A reforma da Previdência
Caso venha a ser incluída na agenda governamental em nível constitucional, a reforma da Previdência só terá viabilidade, e, ainda assim a elevado custo, se vigorar apenas para quem ingressar no mercado de trabalho após a vigência da emenda à Constituição que a instituir. Qualquer tentativa de adoção de idade mínima para o INSS ou mudança de regra constitucional que atinja os atuais segurados, do regime geral ou do regime próprio dos servidores, além de grandes resistências dos partidos da base e dos assalariados organizados, só vai provocar uma grande corrida às aposentadorias, produzindo o efeito inverso do pretendido.
A tendência do governo e do Congresso, portanto, é priorizar uma agenda infraconstitucional, com forte viés regulatório, e promover reformas constitucionais apenas de modo fatiado e sobre temas nos quais seja possível um consenso mínimo, especialmente na área política e tributária.
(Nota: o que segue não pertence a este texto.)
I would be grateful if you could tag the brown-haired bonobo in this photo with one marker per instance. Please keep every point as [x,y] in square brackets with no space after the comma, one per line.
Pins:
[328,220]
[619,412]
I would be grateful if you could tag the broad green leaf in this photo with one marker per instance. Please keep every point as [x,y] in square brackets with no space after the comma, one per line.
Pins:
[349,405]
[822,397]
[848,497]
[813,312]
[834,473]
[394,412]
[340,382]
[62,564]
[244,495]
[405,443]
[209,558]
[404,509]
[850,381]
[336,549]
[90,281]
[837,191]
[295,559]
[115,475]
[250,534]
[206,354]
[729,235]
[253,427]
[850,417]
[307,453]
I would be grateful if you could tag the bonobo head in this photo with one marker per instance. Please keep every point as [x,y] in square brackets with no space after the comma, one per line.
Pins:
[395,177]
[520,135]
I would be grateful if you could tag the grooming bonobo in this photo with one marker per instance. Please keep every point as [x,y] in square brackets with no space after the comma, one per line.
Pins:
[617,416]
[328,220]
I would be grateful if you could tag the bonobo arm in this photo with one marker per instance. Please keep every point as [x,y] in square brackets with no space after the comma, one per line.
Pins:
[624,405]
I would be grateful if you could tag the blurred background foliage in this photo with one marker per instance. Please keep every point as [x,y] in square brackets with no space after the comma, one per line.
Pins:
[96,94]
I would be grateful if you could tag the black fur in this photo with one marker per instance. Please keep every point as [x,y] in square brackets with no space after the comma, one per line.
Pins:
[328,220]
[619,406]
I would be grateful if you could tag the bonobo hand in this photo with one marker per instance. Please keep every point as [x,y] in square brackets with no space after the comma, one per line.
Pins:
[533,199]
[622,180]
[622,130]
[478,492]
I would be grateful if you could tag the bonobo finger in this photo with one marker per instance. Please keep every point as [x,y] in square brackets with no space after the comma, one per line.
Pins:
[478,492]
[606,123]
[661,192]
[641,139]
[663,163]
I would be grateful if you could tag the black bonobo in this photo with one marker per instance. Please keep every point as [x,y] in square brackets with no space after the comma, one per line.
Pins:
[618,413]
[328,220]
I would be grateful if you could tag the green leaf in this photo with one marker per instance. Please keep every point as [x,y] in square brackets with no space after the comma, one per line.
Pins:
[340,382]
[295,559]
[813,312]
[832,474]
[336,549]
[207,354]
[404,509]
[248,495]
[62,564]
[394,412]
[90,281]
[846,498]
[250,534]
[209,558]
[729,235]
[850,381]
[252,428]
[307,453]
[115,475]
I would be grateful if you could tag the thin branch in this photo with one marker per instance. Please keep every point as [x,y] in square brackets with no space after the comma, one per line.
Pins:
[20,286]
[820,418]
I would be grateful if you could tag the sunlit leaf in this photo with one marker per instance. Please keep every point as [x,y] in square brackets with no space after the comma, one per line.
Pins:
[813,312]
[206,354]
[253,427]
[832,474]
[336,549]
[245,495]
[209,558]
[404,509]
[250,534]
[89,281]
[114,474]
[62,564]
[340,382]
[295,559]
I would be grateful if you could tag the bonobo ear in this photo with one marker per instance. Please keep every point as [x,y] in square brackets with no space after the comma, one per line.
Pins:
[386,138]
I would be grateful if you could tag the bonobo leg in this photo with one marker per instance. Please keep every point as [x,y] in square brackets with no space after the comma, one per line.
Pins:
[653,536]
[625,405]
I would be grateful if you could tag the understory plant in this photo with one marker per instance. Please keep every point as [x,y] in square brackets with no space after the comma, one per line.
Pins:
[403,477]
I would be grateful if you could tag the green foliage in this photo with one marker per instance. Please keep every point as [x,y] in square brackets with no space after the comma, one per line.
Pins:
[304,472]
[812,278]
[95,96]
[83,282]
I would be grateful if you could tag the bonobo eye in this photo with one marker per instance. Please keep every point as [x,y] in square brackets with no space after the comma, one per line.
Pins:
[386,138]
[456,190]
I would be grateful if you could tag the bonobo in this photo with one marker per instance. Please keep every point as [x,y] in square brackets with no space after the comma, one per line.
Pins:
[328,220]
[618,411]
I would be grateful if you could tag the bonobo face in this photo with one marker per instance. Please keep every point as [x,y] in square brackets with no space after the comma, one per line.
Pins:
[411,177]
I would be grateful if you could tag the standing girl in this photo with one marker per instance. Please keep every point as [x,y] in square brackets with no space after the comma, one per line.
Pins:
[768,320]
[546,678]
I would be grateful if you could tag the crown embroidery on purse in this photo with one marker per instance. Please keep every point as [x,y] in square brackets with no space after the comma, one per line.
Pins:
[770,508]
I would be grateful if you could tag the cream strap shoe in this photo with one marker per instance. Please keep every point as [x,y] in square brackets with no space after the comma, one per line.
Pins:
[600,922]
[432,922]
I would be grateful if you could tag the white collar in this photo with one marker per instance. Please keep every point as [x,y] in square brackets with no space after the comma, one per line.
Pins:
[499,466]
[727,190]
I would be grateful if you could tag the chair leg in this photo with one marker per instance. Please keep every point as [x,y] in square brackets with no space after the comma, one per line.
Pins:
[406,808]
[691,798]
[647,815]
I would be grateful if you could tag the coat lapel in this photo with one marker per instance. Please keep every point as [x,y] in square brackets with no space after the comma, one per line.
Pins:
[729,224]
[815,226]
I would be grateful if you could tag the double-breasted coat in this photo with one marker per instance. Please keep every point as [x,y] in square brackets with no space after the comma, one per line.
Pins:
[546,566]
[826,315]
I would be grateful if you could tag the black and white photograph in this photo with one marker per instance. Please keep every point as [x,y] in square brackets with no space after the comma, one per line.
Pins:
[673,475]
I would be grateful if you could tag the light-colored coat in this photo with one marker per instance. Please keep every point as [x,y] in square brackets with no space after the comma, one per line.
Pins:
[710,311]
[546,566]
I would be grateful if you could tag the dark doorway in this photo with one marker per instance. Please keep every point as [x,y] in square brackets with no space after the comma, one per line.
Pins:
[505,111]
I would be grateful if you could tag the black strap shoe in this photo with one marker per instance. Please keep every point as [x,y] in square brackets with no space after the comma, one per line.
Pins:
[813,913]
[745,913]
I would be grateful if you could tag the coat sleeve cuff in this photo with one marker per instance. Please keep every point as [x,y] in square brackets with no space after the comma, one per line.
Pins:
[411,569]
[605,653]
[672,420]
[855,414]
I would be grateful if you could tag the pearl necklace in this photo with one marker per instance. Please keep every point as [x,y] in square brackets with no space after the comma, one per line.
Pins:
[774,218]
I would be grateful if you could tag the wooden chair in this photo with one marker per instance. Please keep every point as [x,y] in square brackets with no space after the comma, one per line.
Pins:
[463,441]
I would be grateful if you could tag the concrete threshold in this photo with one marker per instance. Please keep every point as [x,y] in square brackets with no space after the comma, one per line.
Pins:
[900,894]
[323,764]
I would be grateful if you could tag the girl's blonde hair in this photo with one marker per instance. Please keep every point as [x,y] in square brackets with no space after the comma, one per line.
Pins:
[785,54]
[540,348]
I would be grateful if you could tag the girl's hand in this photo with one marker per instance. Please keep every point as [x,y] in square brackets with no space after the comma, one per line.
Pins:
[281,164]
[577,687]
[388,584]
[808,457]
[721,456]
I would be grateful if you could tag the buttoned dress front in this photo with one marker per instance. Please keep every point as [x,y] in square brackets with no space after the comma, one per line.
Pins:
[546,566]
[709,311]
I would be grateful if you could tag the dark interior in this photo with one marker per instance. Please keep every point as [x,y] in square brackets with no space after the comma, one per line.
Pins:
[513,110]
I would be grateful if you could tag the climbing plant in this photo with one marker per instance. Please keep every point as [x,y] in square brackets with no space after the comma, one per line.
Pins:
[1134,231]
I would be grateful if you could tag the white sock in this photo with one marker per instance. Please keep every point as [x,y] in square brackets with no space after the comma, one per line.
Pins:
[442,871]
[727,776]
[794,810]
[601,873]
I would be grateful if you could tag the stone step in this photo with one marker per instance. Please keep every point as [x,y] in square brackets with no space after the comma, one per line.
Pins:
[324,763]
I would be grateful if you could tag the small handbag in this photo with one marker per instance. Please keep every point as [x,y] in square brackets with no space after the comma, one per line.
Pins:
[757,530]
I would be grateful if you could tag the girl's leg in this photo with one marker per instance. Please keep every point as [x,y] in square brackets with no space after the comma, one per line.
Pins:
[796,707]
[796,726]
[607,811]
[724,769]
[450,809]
As forças de esquerda e centro-esquerda, embora com poder para pressionar o governo e com número suficiente para impedir avanços dos conservadores, não terão seu papel hegemônico por estarem diluídas numa ampla base de apoio ao governo, com forte presença do centro, da centro-direita e até da direita. Os avanços, assim, dependerão da postura e compromisso do governo com uma agenda progressista.
Antônio Augusto de Queiroz é Jornalista, analista político, diretor de documentação do Diap, colunista da revista Teoria e Debate e do portal eletrônico Congresso em Foco, e autor dos livros Por Dentro do processo decisório: Como se fazem as leis e Por Dentro do Governo: Como funciona a máquina pública.